What you can do at home

According to Jon D. Miller, director of the International Center for the Advancement of Scientific Literacy based at the University of Michigan, in his 2012 article for Scientific American, "The Value of Bringing Science Home," where STEAM subjects are concerned, great teachers are important. But, he points out, parents who encourage their kids in the pursuit of math, science and technology increase their chances of raising "the next Mark Zuckerberg or Mae Jemison" by a factor of five. Parents, he says, "are the essential root of scientific literacy."

His tips for parents who want to "bring science home" include:

Choosing toys carefully - There are many fun learning toys to choose from. Many of them actually target computer programing, math, and science. Find ones that interest your child and he will be learning the way children learn best: by playing.

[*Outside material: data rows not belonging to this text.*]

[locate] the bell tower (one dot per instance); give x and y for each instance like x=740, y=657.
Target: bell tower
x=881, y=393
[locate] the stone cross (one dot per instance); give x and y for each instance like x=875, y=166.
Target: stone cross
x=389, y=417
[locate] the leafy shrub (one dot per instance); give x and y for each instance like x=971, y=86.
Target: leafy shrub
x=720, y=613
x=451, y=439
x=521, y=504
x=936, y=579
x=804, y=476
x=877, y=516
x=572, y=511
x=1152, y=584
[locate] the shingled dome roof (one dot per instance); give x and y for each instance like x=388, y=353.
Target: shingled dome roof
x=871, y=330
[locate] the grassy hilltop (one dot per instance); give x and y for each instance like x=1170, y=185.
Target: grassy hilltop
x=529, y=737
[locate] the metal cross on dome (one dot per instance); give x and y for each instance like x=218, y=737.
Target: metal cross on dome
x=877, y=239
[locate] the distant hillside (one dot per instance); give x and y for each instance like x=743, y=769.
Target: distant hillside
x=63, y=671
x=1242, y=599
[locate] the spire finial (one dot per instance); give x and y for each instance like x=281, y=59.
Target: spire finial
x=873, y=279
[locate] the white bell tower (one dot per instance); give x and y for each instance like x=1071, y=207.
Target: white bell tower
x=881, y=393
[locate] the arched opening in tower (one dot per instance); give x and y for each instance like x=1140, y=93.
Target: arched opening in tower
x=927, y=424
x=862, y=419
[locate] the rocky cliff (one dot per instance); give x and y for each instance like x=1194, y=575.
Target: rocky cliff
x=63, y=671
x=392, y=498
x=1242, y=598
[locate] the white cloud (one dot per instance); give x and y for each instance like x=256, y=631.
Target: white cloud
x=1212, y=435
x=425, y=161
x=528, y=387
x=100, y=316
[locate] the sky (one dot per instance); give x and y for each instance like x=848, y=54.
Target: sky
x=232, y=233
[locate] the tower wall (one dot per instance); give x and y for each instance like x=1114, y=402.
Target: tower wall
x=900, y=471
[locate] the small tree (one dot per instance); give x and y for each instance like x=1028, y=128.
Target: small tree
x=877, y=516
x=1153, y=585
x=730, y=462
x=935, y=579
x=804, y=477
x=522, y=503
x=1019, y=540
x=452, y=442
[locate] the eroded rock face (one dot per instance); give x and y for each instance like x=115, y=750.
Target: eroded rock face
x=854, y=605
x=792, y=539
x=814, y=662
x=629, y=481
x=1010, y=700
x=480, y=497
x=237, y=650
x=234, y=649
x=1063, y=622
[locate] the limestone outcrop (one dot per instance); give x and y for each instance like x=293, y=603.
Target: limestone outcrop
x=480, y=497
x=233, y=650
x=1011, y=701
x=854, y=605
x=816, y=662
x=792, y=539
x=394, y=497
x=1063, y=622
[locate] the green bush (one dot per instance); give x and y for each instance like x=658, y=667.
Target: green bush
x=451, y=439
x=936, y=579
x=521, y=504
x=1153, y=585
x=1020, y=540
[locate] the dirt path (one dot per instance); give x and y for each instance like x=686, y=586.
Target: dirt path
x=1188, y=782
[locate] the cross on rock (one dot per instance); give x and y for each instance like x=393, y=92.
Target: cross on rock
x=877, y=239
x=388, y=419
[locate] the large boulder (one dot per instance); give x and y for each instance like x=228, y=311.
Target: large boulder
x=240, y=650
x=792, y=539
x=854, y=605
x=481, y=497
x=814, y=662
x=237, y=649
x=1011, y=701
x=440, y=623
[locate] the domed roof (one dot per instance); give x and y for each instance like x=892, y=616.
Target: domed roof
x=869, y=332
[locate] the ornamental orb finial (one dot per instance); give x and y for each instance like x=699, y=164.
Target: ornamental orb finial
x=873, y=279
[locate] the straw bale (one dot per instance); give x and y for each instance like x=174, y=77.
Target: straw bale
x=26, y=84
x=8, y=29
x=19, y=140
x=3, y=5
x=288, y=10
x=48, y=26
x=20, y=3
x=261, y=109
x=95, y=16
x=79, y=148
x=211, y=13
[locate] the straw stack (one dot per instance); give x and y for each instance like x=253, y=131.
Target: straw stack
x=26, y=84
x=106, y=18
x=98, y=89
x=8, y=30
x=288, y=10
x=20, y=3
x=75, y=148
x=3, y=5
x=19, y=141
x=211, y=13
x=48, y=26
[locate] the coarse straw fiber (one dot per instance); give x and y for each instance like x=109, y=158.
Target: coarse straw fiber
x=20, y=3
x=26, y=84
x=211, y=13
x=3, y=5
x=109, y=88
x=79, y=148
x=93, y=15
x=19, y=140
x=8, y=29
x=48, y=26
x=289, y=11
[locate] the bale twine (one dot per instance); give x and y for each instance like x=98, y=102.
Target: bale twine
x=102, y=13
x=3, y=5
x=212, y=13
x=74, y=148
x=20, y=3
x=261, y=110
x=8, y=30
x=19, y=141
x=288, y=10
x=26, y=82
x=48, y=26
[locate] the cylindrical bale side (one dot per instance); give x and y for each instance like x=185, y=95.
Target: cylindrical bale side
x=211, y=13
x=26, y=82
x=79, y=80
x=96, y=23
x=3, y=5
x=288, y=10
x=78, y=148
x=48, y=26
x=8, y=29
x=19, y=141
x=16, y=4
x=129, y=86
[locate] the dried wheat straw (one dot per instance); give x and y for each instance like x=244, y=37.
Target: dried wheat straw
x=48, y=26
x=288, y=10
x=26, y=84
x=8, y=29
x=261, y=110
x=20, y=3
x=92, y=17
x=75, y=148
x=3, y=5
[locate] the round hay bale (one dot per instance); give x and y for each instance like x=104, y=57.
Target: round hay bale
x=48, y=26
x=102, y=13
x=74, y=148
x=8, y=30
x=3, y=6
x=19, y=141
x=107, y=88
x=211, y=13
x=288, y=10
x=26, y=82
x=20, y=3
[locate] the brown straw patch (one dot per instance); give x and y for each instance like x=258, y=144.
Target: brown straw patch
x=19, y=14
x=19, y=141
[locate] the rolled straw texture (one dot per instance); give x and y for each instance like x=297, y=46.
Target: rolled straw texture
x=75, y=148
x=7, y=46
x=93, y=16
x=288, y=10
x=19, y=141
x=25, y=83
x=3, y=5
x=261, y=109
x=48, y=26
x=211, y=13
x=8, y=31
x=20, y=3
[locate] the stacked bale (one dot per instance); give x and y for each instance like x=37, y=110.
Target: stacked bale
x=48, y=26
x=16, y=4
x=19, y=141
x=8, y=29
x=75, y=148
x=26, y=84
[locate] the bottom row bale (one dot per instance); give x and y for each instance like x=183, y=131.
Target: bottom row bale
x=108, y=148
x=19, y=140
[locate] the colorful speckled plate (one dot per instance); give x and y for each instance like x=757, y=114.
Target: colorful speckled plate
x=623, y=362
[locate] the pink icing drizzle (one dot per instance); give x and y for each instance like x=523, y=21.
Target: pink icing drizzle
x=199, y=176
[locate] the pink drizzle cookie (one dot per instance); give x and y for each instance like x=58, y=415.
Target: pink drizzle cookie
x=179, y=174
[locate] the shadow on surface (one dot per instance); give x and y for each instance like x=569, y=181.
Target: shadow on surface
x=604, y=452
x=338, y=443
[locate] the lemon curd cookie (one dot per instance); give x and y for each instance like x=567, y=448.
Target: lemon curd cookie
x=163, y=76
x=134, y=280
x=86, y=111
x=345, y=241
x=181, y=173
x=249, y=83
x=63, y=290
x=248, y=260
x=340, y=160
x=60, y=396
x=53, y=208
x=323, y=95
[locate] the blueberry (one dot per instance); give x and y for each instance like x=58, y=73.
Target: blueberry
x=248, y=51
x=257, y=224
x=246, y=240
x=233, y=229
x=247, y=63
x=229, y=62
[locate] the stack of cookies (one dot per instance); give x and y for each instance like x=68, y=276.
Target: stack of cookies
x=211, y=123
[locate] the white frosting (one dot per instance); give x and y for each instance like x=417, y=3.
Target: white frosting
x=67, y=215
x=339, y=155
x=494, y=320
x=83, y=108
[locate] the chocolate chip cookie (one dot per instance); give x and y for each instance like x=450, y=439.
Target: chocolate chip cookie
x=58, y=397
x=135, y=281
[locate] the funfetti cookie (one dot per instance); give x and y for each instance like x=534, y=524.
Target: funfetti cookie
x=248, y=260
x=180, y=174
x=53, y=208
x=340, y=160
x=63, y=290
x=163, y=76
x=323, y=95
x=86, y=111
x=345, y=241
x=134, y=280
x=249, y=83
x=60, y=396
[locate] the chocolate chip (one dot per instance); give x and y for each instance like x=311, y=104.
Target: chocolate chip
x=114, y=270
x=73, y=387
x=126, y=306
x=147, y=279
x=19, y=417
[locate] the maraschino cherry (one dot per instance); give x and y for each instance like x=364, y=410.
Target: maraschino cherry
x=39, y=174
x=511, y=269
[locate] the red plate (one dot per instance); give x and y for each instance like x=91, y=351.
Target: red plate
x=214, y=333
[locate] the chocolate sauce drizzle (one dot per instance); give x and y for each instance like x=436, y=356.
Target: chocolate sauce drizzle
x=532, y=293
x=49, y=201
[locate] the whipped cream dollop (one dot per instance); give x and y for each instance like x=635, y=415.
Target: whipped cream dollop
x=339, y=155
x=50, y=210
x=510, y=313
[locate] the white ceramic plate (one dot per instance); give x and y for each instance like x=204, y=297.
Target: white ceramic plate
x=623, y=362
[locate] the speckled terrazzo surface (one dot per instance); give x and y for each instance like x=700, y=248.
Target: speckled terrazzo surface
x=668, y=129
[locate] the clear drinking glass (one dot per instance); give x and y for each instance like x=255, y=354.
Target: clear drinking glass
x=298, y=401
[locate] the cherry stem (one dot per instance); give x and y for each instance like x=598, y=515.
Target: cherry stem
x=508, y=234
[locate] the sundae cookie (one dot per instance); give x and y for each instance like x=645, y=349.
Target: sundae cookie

Making use of zoos and museums - We've mentioned this on our blog here at Hendricks in the past, but it is important enough to repeat. Whenever possible, take your children to our area's zoos and museums. When you are on vacation, look up any museums and science exhibitions that might be in the area. Far from the dry displays of yesteryear, many modern museums have fun and fascinating hands-on exhibits designed especially to catch the imaginations of children.

Setting an example - Let your child see your own curiosity about the world around you and also how you satisfy that curiosity. Is there an unidentified plant in your yard? Let your child see you look it up online or ask a local plant expert to identify it. Are you trying to edit a family video? Let your child help you decipher the program.

Surround your child with fun, interesting and useful technology and encourage his interest in science. Do this, and you will have taken the first steps toward raising a STEAM-literate adult.